Meine Damen und Herren,
ich erhoffe mir, von den zusammen getragenen und hier beschlossenen Ideen, dass unsere Kinder und Jugendlichen einen kleinen Ausgleich für die negativen Auswirkungen der Pandemie erhalten, dass sie den Aufenthaltswert für die Bürger und Gäste der Stadt erhöhen und sie die Stadt auch technologisch zukunftsfähig machen.

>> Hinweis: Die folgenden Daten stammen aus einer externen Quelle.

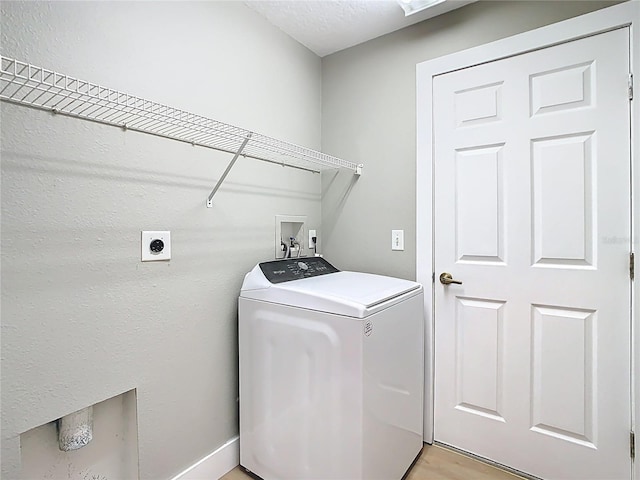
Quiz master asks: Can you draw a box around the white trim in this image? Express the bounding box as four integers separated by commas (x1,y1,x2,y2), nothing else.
416,4,640,480
171,436,240,480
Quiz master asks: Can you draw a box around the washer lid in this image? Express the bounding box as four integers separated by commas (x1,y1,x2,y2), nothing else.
240,266,422,318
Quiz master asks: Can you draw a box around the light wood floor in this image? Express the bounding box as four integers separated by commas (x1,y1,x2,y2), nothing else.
220,445,522,480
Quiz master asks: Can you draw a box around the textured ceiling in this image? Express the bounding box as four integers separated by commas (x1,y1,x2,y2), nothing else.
244,0,475,57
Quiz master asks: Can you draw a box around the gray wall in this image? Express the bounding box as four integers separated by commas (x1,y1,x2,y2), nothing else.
322,1,614,280
1,2,321,480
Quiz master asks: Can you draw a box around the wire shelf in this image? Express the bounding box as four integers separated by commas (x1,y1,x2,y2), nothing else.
0,56,362,203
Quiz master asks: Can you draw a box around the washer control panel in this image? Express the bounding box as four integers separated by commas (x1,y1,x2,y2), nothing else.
260,257,340,283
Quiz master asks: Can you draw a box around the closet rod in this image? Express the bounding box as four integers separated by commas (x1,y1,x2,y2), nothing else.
0,56,362,204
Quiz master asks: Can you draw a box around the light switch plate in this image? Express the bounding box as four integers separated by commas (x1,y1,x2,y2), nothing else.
141,231,171,262
391,230,404,250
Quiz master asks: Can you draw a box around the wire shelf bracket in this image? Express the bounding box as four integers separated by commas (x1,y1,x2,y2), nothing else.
0,56,363,207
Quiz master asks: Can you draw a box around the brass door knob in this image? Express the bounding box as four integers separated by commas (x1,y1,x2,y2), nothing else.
440,272,462,285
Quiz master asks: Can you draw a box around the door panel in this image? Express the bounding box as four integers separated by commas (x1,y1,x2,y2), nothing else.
433,29,631,480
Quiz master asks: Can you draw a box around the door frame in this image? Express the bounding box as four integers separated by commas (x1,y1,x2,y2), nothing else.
416,0,640,474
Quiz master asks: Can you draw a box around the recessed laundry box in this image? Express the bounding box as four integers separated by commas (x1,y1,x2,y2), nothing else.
239,257,424,480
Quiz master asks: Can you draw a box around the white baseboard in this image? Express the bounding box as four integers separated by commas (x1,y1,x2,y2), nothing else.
171,437,240,480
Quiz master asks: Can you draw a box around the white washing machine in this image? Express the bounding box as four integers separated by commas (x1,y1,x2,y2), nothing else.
239,257,424,480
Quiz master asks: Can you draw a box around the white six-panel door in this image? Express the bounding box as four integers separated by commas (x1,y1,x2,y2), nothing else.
433,29,631,480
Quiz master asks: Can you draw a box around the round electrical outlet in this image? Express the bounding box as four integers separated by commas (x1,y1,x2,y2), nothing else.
149,238,164,253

Zum Schluss möchte ich es nicht versäumen, den MitarbeiterInnen der Verwaltung, hier insbesondere der Kämmerei, für die geleistete Arbeit zu danken. Ihnen, aber natürlich auch allen BürgerInnen der Stadt Bergkamen und allen Ratskollegen und -kolleginnen wünsche ich eine besinnliche Adventszeit. Bleiben sie, in diesen schon wieder schwierigen Zeiten, vor allem gesund.
Ich danke ihnen für ihre Geduld und Aufmerksamkeit.